Bearded Vulture Task Force (BVTF)

The BVTF was established in 2006 with the purpose of implementing a Conservation Action Plan for the Bearded Vulture (Gypaetus barbatus meridionalis). This plan was the product of a week-long workshop where specialists, concerned about the population numbers, documented the threats to the birds, and identified solutions to address them. Experts also identified numerous gaps in the knowledge of the southern African population which needed further research. Ten years later, the BVTF is now implementing the Biodiversity Management Plan for the Species which was gazetted in South Africa in 2014. Assisting both the Park and District Ecologist, as well as the Mammal and Bird Animal Scientist of the BVTF, interns have been tasked with different projects that focus on simple yet highly effective ways of communicating the plight of this incredible species to the general public.

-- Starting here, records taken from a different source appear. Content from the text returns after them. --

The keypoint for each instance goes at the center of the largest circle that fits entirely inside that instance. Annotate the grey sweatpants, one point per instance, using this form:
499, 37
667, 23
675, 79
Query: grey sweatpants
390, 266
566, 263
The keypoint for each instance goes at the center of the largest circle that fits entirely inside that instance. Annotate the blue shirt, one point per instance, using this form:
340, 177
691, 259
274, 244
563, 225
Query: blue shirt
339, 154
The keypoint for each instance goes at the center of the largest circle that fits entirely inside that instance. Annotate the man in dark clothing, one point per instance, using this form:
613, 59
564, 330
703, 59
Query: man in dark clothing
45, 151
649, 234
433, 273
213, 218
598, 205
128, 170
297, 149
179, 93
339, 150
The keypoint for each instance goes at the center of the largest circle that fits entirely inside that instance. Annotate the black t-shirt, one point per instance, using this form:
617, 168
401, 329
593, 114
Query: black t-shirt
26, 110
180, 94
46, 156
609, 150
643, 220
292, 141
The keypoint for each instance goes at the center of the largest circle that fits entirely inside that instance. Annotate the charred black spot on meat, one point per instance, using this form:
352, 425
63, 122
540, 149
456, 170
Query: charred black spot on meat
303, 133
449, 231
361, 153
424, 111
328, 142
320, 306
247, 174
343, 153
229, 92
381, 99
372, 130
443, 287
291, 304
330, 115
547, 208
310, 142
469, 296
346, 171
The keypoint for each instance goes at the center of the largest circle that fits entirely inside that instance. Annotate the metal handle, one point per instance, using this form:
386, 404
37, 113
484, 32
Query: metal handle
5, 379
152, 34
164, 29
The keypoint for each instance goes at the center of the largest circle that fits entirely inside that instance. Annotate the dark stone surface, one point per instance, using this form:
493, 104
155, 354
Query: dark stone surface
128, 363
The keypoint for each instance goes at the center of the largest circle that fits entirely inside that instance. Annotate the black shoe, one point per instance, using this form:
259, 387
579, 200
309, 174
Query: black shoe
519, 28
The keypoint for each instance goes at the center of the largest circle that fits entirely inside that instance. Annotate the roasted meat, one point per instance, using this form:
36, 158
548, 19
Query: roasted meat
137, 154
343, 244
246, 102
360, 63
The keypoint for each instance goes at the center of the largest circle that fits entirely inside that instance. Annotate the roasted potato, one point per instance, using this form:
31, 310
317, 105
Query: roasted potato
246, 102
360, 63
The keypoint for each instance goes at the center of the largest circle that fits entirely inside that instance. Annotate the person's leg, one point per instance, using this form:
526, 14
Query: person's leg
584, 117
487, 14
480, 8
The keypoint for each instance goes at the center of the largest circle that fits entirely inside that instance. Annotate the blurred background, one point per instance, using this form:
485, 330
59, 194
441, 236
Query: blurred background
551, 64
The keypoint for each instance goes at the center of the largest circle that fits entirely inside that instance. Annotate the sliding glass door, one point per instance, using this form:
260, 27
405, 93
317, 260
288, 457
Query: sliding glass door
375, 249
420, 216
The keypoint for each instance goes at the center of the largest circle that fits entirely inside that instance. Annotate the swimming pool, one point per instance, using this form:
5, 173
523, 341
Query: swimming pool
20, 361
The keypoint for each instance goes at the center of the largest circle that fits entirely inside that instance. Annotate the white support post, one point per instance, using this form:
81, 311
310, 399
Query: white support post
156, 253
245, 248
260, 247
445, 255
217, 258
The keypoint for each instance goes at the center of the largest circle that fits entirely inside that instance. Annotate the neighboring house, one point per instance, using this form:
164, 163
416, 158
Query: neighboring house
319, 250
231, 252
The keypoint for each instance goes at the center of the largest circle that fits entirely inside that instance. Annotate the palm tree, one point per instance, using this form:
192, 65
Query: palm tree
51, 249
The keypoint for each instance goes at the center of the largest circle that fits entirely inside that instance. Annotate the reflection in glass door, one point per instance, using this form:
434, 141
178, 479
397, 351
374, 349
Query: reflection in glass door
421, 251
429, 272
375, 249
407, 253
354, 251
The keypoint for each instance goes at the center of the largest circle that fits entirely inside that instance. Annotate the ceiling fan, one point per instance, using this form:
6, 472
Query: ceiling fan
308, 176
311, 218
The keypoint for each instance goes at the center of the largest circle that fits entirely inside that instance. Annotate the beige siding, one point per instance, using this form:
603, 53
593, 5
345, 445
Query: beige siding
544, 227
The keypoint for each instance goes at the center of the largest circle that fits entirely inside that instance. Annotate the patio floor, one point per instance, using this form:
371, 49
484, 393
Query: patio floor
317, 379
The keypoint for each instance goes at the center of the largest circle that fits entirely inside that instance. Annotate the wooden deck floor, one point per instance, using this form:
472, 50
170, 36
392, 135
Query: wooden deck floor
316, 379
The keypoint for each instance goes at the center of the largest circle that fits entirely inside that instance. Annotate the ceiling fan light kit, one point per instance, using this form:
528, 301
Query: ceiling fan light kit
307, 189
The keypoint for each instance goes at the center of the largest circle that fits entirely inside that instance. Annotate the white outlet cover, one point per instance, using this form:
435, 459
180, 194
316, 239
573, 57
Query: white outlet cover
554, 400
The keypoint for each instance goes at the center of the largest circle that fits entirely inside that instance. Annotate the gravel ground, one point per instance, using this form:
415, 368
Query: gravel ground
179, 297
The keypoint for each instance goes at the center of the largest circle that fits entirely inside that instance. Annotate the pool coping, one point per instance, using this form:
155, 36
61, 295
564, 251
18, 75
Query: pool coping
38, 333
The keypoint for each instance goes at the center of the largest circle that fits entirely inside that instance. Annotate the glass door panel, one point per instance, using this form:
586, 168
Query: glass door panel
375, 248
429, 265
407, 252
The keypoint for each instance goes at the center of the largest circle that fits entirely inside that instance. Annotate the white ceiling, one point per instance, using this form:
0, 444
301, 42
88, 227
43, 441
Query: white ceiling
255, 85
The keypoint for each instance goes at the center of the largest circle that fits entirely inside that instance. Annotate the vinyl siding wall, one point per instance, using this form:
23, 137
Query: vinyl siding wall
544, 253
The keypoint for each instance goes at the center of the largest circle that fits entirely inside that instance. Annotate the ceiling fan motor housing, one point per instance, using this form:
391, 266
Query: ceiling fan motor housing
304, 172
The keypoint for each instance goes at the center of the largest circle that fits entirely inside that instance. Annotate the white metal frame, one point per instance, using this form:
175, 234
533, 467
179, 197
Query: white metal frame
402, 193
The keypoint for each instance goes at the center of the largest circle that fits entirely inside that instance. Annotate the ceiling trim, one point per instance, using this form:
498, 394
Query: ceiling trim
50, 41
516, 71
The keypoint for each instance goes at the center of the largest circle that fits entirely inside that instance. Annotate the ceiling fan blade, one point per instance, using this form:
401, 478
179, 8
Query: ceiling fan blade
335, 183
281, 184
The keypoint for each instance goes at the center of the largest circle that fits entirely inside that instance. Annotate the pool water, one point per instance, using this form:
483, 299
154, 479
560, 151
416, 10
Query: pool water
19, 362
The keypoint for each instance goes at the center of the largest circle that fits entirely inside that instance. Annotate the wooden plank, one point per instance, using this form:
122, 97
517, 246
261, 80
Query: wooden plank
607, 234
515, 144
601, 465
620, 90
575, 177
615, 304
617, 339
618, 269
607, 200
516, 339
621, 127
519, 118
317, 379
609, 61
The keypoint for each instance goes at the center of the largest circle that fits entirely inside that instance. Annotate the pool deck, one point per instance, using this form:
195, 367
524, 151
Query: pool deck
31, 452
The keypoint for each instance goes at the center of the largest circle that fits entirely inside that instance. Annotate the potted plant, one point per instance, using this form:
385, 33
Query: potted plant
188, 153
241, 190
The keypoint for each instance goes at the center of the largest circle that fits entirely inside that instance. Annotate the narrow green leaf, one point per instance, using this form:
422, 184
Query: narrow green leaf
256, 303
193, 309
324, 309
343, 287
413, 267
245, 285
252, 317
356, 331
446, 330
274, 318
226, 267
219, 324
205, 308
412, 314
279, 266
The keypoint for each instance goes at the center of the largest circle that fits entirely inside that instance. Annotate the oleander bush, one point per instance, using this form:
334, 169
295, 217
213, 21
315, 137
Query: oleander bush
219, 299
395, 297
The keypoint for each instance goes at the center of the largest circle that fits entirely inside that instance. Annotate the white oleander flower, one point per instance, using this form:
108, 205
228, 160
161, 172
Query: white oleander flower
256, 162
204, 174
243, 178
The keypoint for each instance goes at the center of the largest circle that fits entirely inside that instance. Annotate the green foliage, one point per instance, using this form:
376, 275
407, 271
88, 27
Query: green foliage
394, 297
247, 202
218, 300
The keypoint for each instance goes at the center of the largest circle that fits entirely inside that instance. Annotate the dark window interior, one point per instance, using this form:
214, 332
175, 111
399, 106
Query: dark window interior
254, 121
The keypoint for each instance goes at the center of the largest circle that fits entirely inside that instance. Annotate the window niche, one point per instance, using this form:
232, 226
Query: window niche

Coastal Jaguar Conservation (CJC)

Established in 2012, the CJC, a small NPO sought to increase the current knowledge of jaguars, other wild cats, and their prey species to promote conservation and management actions that will enhance their long-term survival in Costa Rica. They have a specific interest in monitoring the predator-prey interaction between jaguars and sea turtles, using different surveying techniques as well as promoting their education and awareness programs in the local communities. Interns so far have been able to assist the Co-Founder and Project Manager of CJC by completing literature reviews, researching potential grant applications and compiling relevant information for these proposals, as well as producing educational material and lesson plans to be used for their education and awareness programs in the local communities.

Wild Tomorrow Fund (WTF)

Wild Tomorrow Fund, located in the KwaZulu-Natal province of South Africa is dedicated to the protection of threatened and endangered species and the habitats they depend on for survival. They want to ensure that the world that comes after us is a world in which a wild tomorrow is possible. Their vision is for a world in which wildlife habitats are expanded and protected, and where existing reserves have the resources needed to keep their animals safe. Interns have been assisting the Program Manager of WTF with blog posts and fundraising strategies, tasks that are so important for a conservation NPO but are not often done due to lack of free time by staff on the ground.

Centro de Capacitación en Conservación y Desarrollo Sostenible (CDS)

Located in Oxapampa, Peru, CDS is a place for knowledge about environmental sustainability. In their center you are able to see an artificial wetland, a compost site, and a biodigester or dry toilet, among other amazing methods that use nature but do not affect it negatively. CDS has a plan in scientific tourism in order to have visitors follow an established circuit and learn from their experiences and these methodologies. Wildlife interns have been assisting the managers of CDS with a wide range of tasks, a few examples include: designing infographics for interpretive posters that are to be displayed around the centre, and evaluating their core operations and projects in order to optimize how they can better “sell” their projects to potential partners, grant providers, as well as increase their network globally.